Over $10 A Pack: NY Lawmakers To Vote On Cigarette Tax Monday

WCBSTV
Jun. 21, 2010

A new tobacco tax may soon be forcing smokers in New York State to cough up some more cash.

The state legislature was expected to vote Monday on a proposal to raise the tax on cigarettes by $1.60. It's part of Governor Paterson's latest emergency budget bill.

If passed, the new tax would push the price of a pack of smokes over the $10 mark in the five boroughs while generating an estimated $440 million in revenue.

New York is trying to close a $9 billion budget hole, but smokers and tobacco dealers were opposed to the proposed hike.

"I don't think it's really fair to just attack the smokers," West Harrison resident Darlene O'Keeffe said.

"I've traveled around the whole world – Europe and everywhere – [but] already I spent the most money in this city on cigarettes. So, naturally, it's bad," Manhattan resident Jean Paul de Boissezon said.

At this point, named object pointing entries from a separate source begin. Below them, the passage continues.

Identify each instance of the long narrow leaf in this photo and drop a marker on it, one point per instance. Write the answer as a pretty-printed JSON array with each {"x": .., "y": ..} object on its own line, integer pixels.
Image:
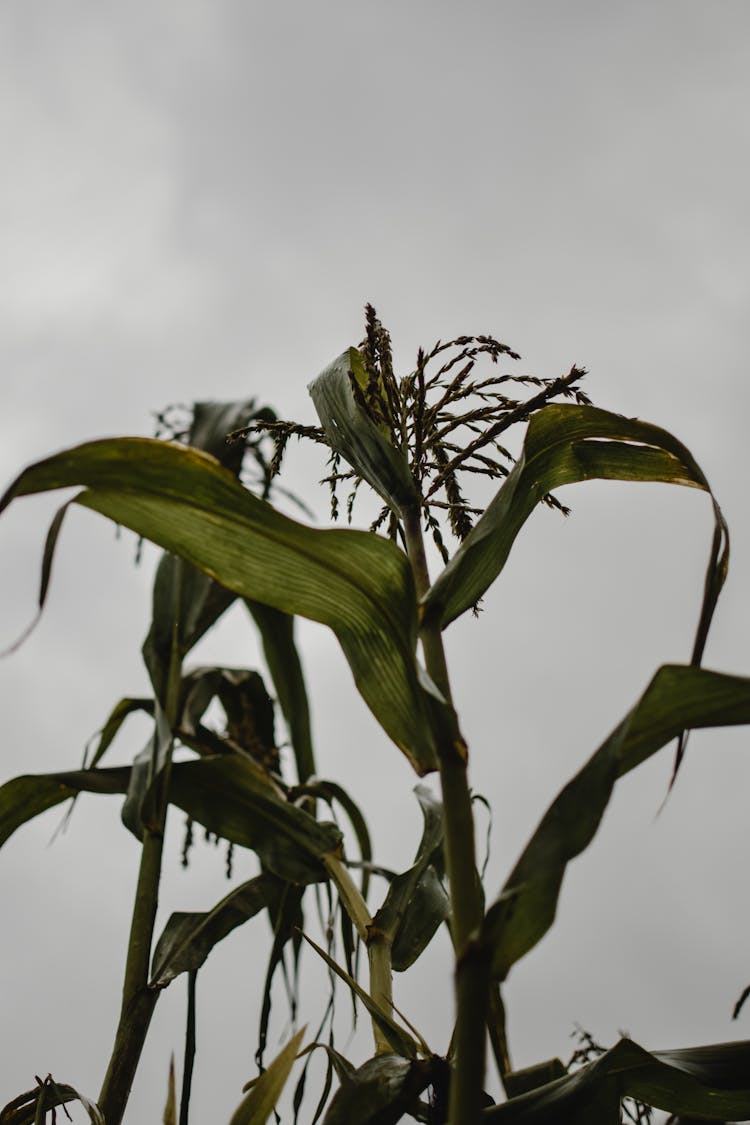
[
  {"x": 416, "y": 902},
  {"x": 566, "y": 444},
  {"x": 678, "y": 698},
  {"x": 27, "y": 797},
  {"x": 228, "y": 795},
  {"x": 380, "y": 1091},
  {"x": 710, "y": 1083},
  {"x": 188, "y": 938},
  {"x": 258, "y": 1106},
  {"x": 46, "y": 1097},
  {"x": 277, "y": 630},
  {"x": 357, "y": 583},
  {"x": 399, "y": 1040}
]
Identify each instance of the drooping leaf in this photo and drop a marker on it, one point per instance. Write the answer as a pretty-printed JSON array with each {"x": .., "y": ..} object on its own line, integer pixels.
[
  {"x": 26, "y": 797},
  {"x": 115, "y": 720},
  {"x": 287, "y": 919},
  {"x": 258, "y": 1106},
  {"x": 354, "y": 582},
  {"x": 355, "y": 437},
  {"x": 141, "y": 803},
  {"x": 332, "y": 792},
  {"x": 427, "y": 909},
  {"x": 229, "y": 795},
  {"x": 566, "y": 444},
  {"x": 400, "y": 1041},
  {"x": 380, "y": 1091},
  {"x": 678, "y": 698},
  {"x": 236, "y": 800},
  {"x": 188, "y": 938},
  {"x": 707, "y": 1082},
  {"x": 170, "y": 1108},
  {"x": 416, "y": 902},
  {"x": 184, "y": 605},
  {"x": 247, "y": 707},
  {"x": 33, "y": 1105},
  {"x": 277, "y": 630},
  {"x": 184, "y": 599}
]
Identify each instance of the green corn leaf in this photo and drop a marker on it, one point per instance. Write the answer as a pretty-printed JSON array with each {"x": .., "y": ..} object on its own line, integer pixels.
[
  {"x": 236, "y": 800},
  {"x": 416, "y": 902},
  {"x": 331, "y": 792},
  {"x": 184, "y": 605},
  {"x": 277, "y": 630},
  {"x": 34, "y": 1105},
  {"x": 25, "y": 798},
  {"x": 710, "y": 1082},
  {"x": 229, "y": 795},
  {"x": 350, "y": 432},
  {"x": 188, "y": 938},
  {"x": 258, "y": 1106},
  {"x": 427, "y": 909},
  {"x": 565, "y": 444},
  {"x": 380, "y": 1091},
  {"x": 354, "y": 582},
  {"x": 399, "y": 1040},
  {"x": 678, "y": 698},
  {"x": 183, "y": 597},
  {"x": 115, "y": 720}
]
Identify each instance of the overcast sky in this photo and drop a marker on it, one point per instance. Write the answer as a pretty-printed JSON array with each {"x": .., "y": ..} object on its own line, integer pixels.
[{"x": 197, "y": 201}]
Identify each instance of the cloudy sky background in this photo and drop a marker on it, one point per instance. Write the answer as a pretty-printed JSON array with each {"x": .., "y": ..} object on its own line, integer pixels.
[{"x": 197, "y": 201}]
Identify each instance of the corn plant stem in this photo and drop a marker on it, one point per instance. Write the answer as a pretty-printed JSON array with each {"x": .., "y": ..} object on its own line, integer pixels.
[
  {"x": 467, "y": 912},
  {"x": 378, "y": 946},
  {"x": 138, "y": 999}
]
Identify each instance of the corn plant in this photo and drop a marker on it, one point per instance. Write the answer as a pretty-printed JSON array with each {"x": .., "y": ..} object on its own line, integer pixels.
[{"x": 417, "y": 442}]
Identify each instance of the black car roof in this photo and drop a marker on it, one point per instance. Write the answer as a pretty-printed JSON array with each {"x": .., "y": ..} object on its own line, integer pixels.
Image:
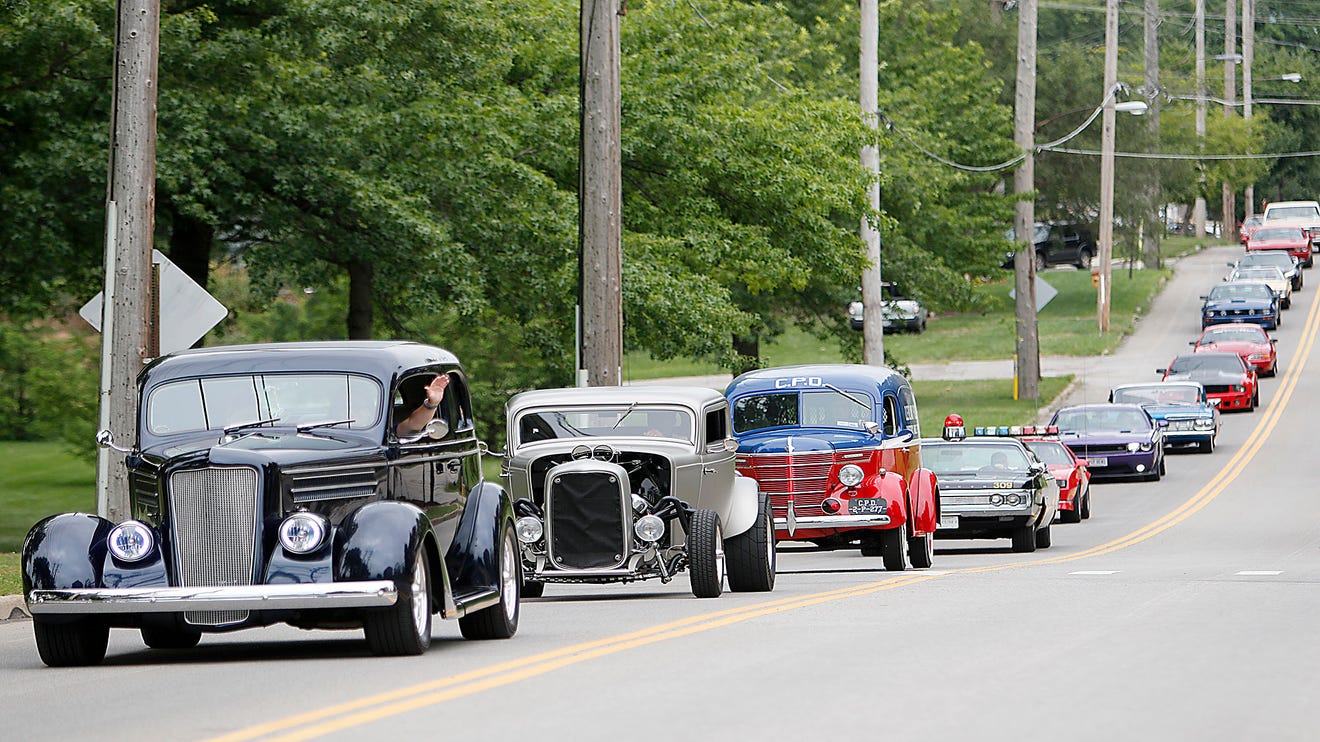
[{"x": 382, "y": 359}]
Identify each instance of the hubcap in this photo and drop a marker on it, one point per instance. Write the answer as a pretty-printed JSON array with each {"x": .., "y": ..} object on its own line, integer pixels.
[
  {"x": 508, "y": 578},
  {"x": 420, "y": 598}
]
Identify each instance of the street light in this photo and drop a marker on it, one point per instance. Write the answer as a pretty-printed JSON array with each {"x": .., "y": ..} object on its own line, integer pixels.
[{"x": 1106, "y": 201}]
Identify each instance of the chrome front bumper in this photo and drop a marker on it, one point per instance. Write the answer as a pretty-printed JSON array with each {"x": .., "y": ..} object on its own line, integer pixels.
[
  {"x": 833, "y": 522},
  {"x": 378, "y": 593}
]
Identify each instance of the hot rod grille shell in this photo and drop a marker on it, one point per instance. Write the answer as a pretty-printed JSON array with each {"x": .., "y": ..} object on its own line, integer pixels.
[
  {"x": 800, "y": 477},
  {"x": 588, "y": 515},
  {"x": 214, "y": 515}
]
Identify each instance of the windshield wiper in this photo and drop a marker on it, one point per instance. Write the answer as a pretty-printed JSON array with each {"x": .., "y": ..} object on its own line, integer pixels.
[
  {"x": 625, "y": 416},
  {"x": 314, "y": 425},
  {"x": 853, "y": 399},
  {"x": 231, "y": 429}
]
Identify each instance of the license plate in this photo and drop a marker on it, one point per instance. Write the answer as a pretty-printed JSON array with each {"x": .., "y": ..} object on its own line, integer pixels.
[{"x": 866, "y": 506}]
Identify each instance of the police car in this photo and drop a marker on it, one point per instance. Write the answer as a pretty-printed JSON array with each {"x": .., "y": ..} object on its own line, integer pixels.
[{"x": 991, "y": 486}]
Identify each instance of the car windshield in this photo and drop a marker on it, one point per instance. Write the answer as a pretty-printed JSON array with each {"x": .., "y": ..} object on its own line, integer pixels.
[
  {"x": 1102, "y": 420},
  {"x": 291, "y": 399},
  {"x": 1228, "y": 362},
  {"x": 1281, "y": 260},
  {"x": 1258, "y": 273},
  {"x": 597, "y": 421},
  {"x": 974, "y": 458},
  {"x": 1158, "y": 394},
  {"x": 1050, "y": 452},
  {"x": 1229, "y": 292},
  {"x": 1278, "y": 233},
  {"x": 1236, "y": 334},
  {"x": 815, "y": 409}
]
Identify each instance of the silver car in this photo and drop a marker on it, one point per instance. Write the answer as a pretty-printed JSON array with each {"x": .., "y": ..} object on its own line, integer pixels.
[{"x": 623, "y": 483}]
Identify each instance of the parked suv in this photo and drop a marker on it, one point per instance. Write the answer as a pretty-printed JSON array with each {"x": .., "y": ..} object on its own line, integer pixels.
[{"x": 1059, "y": 243}]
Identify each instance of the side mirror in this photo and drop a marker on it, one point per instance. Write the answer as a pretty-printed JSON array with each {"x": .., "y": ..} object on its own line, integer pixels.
[
  {"x": 106, "y": 440},
  {"x": 436, "y": 429}
]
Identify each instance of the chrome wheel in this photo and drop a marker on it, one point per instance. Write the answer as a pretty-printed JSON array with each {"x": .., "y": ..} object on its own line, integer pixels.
[{"x": 420, "y": 597}]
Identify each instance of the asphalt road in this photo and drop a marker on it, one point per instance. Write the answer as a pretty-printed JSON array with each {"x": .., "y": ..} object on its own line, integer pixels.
[{"x": 1182, "y": 610}]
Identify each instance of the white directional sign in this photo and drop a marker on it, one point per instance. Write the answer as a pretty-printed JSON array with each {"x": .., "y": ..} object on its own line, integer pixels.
[
  {"x": 1044, "y": 292},
  {"x": 188, "y": 312}
]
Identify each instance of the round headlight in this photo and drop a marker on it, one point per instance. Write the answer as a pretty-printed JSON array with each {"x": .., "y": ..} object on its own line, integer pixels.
[
  {"x": 850, "y": 475},
  {"x": 131, "y": 541},
  {"x": 528, "y": 530},
  {"x": 302, "y": 532},
  {"x": 648, "y": 528}
]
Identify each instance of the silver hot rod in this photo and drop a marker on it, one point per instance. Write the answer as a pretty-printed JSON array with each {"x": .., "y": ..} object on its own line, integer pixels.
[{"x": 623, "y": 483}]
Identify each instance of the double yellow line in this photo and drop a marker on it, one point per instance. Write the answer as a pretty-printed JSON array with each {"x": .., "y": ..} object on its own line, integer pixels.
[{"x": 383, "y": 705}]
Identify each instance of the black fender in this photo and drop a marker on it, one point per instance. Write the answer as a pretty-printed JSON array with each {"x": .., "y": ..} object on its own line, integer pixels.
[
  {"x": 474, "y": 556},
  {"x": 65, "y": 551},
  {"x": 378, "y": 541}
]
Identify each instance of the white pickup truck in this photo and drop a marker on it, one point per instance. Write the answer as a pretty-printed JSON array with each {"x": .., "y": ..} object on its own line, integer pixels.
[{"x": 1304, "y": 214}]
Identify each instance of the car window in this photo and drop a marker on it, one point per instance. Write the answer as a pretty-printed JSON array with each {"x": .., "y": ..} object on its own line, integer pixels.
[
  {"x": 293, "y": 399},
  {"x": 974, "y": 460},
  {"x": 1050, "y": 452},
  {"x": 1228, "y": 292}
]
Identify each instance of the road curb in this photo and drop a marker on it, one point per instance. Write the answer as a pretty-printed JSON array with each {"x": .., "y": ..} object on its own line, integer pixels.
[{"x": 12, "y": 607}]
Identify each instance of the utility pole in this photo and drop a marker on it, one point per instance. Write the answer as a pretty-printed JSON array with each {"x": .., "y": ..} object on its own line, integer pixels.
[
  {"x": 873, "y": 288},
  {"x": 130, "y": 223},
  {"x": 1199, "y": 210},
  {"x": 1248, "y": 54},
  {"x": 1155, "y": 188},
  {"x": 1228, "y": 221},
  {"x": 1023, "y": 185},
  {"x": 1106, "y": 165},
  {"x": 599, "y": 197}
]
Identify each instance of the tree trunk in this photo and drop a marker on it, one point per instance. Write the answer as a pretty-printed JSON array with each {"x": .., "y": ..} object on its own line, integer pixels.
[
  {"x": 361, "y": 276},
  {"x": 749, "y": 353},
  {"x": 190, "y": 242}
]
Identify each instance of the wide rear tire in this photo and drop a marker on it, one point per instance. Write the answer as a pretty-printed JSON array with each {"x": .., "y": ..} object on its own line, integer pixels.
[
  {"x": 404, "y": 627},
  {"x": 71, "y": 644},
  {"x": 706, "y": 555},
  {"x": 500, "y": 619},
  {"x": 892, "y": 544},
  {"x": 751, "y": 555}
]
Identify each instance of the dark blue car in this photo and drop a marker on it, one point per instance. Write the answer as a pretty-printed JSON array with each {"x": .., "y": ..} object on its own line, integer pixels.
[
  {"x": 1117, "y": 440},
  {"x": 1241, "y": 303}
]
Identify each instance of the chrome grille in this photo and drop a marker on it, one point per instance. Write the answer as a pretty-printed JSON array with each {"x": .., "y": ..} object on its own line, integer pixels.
[
  {"x": 801, "y": 477},
  {"x": 214, "y": 514}
]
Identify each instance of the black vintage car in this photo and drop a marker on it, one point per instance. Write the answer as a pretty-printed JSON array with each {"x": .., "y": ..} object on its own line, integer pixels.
[{"x": 287, "y": 482}]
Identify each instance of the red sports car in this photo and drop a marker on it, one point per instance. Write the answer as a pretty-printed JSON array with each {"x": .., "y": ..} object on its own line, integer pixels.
[
  {"x": 1248, "y": 341},
  {"x": 1292, "y": 239},
  {"x": 1229, "y": 382},
  {"x": 1069, "y": 472}
]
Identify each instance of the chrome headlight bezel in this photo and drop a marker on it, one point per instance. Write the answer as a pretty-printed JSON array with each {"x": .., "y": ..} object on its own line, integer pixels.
[
  {"x": 131, "y": 541},
  {"x": 529, "y": 530},
  {"x": 304, "y": 532},
  {"x": 850, "y": 475}
]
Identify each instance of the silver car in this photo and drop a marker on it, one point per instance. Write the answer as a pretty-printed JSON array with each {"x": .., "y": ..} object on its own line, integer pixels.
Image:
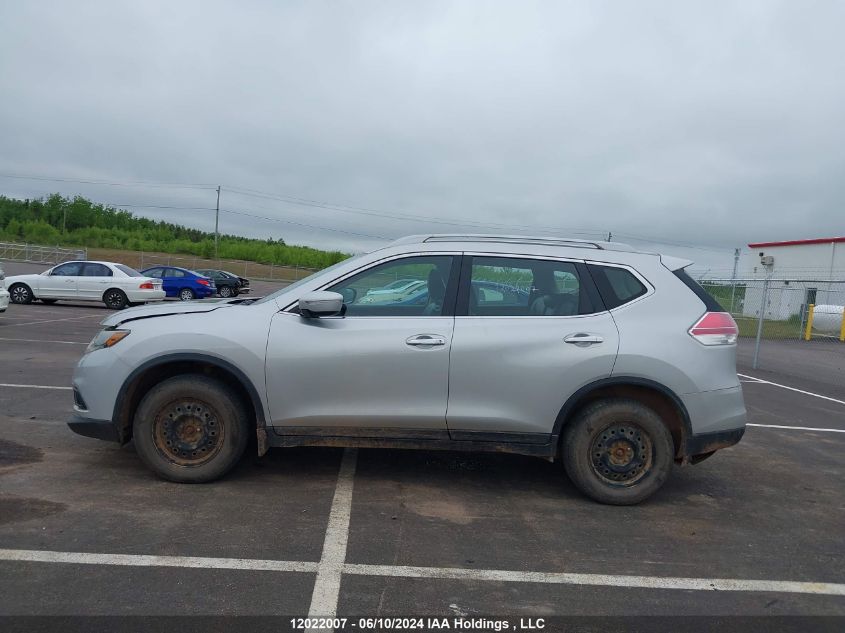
[{"x": 612, "y": 360}]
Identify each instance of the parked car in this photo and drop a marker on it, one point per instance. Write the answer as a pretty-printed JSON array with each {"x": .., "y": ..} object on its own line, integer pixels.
[
  {"x": 4, "y": 294},
  {"x": 228, "y": 284},
  {"x": 183, "y": 283},
  {"x": 618, "y": 364},
  {"x": 114, "y": 284}
]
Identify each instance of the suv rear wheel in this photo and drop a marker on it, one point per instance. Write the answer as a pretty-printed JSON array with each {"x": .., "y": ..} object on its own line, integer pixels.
[
  {"x": 617, "y": 451},
  {"x": 191, "y": 429},
  {"x": 20, "y": 293}
]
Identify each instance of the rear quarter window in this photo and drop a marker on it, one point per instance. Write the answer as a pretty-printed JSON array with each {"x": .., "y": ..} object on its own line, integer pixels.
[
  {"x": 709, "y": 301},
  {"x": 617, "y": 286}
]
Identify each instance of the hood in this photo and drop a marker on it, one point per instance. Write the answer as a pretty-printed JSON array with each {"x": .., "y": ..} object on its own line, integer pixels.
[{"x": 169, "y": 308}]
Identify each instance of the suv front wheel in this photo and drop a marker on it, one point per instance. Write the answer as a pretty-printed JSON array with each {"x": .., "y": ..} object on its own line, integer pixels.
[
  {"x": 191, "y": 429},
  {"x": 617, "y": 451}
]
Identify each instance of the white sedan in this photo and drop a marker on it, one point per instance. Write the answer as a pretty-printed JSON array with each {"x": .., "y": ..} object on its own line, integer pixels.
[{"x": 115, "y": 285}]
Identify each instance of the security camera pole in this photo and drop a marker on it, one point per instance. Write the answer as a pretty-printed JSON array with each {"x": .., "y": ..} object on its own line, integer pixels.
[
  {"x": 768, "y": 263},
  {"x": 217, "y": 223}
]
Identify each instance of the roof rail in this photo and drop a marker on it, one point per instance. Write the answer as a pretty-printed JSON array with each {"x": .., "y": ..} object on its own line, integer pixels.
[{"x": 514, "y": 239}]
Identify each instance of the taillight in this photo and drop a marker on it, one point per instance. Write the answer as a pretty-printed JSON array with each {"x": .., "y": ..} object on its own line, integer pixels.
[{"x": 715, "y": 328}]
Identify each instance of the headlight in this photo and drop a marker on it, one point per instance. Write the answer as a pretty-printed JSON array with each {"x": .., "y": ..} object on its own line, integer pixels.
[{"x": 106, "y": 338}]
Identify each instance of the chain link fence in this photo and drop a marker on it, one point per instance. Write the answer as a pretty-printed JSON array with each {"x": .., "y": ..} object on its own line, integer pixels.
[{"x": 804, "y": 310}]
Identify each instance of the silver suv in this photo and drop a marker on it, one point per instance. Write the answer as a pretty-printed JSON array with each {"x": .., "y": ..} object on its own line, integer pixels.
[{"x": 613, "y": 360}]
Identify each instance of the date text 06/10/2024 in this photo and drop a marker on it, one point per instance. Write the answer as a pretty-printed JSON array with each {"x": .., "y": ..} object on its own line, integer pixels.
[{"x": 418, "y": 624}]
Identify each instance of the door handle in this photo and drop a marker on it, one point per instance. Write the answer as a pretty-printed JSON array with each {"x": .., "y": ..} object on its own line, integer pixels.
[
  {"x": 583, "y": 339},
  {"x": 426, "y": 340}
]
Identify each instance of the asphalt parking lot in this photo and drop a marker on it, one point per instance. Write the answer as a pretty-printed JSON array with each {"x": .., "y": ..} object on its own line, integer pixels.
[{"x": 85, "y": 529}]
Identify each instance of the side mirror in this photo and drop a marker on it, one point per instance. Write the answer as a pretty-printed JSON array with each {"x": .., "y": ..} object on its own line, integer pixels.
[{"x": 322, "y": 303}]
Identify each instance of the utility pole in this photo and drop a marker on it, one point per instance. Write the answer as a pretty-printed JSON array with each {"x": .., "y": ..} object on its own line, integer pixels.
[
  {"x": 217, "y": 223},
  {"x": 733, "y": 277}
]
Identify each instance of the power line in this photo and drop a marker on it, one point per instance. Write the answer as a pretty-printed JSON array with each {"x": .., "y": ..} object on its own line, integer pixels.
[
  {"x": 638, "y": 238},
  {"x": 342, "y": 208},
  {"x": 401, "y": 216},
  {"x": 310, "y": 226},
  {"x": 139, "y": 183},
  {"x": 154, "y": 206}
]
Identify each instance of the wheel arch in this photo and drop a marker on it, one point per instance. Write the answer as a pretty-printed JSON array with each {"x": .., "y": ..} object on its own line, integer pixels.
[
  {"x": 26, "y": 285},
  {"x": 158, "y": 369},
  {"x": 653, "y": 394}
]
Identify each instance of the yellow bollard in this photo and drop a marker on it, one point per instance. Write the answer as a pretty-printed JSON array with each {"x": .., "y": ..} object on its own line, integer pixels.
[
  {"x": 842, "y": 329},
  {"x": 809, "y": 329}
]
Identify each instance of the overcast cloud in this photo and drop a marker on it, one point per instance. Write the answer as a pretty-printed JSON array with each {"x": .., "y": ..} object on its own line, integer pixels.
[{"x": 711, "y": 123}]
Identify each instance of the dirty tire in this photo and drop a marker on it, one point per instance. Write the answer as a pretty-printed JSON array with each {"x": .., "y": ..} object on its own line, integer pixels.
[
  {"x": 20, "y": 293},
  {"x": 617, "y": 451},
  {"x": 191, "y": 429},
  {"x": 115, "y": 299}
]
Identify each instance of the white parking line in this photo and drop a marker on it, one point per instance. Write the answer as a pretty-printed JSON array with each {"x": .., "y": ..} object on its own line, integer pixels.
[
  {"x": 141, "y": 560},
  {"x": 87, "y": 316},
  {"x": 443, "y": 573},
  {"x": 796, "y": 428},
  {"x": 327, "y": 586},
  {"x": 35, "y": 340},
  {"x": 644, "y": 582},
  {"x": 806, "y": 393},
  {"x": 5, "y": 384}
]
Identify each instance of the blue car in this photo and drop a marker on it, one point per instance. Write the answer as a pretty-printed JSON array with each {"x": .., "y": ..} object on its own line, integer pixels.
[{"x": 181, "y": 282}]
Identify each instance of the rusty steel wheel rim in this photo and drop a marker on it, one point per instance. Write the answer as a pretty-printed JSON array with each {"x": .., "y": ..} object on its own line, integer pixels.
[
  {"x": 188, "y": 432},
  {"x": 621, "y": 454}
]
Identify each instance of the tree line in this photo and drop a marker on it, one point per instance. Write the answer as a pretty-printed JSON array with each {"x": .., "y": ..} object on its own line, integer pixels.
[{"x": 77, "y": 221}]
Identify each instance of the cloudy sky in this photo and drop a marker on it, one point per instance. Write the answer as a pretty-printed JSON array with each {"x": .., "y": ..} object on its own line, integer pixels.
[{"x": 686, "y": 123}]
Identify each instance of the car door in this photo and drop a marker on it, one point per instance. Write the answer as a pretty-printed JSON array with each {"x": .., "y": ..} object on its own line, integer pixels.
[
  {"x": 174, "y": 280},
  {"x": 381, "y": 370},
  {"x": 62, "y": 282},
  {"x": 93, "y": 281},
  {"x": 529, "y": 332}
]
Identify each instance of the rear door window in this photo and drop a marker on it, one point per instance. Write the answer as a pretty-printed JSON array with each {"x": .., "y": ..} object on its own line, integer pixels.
[
  {"x": 71, "y": 269},
  {"x": 513, "y": 286},
  {"x": 96, "y": 270}
]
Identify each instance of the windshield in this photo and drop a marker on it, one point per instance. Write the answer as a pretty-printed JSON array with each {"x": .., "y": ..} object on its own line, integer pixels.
[{"x": 305, "y": 280}]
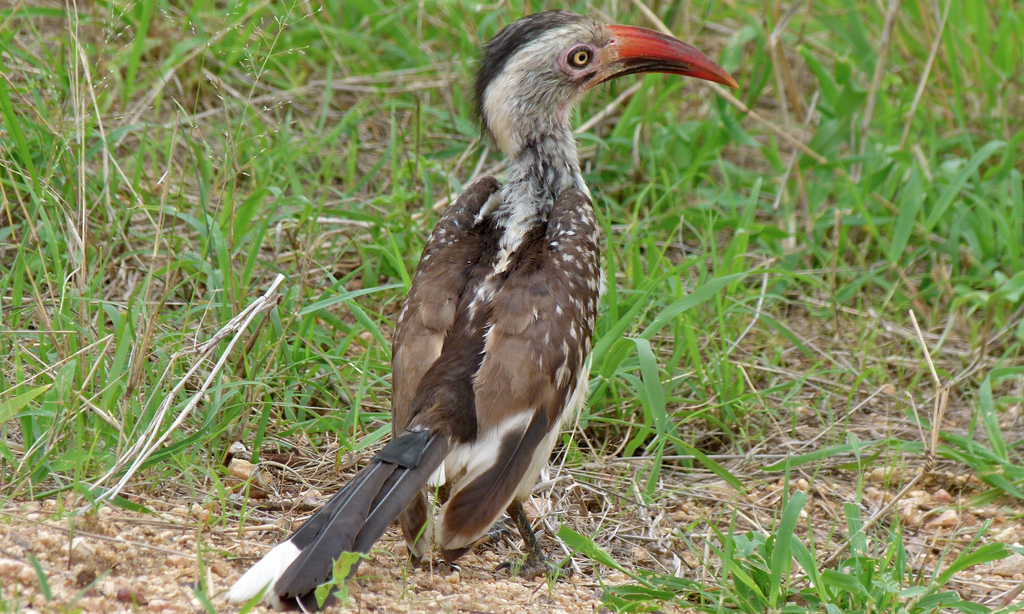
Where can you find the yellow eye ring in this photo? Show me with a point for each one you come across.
(580, 57)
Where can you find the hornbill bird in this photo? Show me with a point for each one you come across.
(491, 350)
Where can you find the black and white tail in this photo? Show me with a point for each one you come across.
(351, 521)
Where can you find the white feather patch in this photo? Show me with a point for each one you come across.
(264, 574)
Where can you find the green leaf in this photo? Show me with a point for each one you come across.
(10, 407)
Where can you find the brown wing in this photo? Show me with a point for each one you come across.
(542, 321)
(437, 286)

Not only would the cost be felt in consumer's wallets, but by the stores that sell tobacco products as well. "Right now, we're paying 46 percent state tax, and they want to bring it up to 90 [percent]," George Vasquez, assistant manager at De La Concha tobacco shop, said. "I think that will put a lot of the retailers out of business, and a lot of people into the unemployment line."

Some of the non-smokers who spoke to CBS 2 on Saturday felt that an additional tax would provide another benefit, other than added revenue. "I think it would be good to deter young kids from doing it," Candice Scharf, of Baldwin, said. "They have limited income, so that way they may not want to spend that extra $1.60."

"If it becomes too expensive, more people will quit, which would be so much better," Purchase resident Nancy DeRosa said.

CBS 2's Mark Morgan contributed to this report.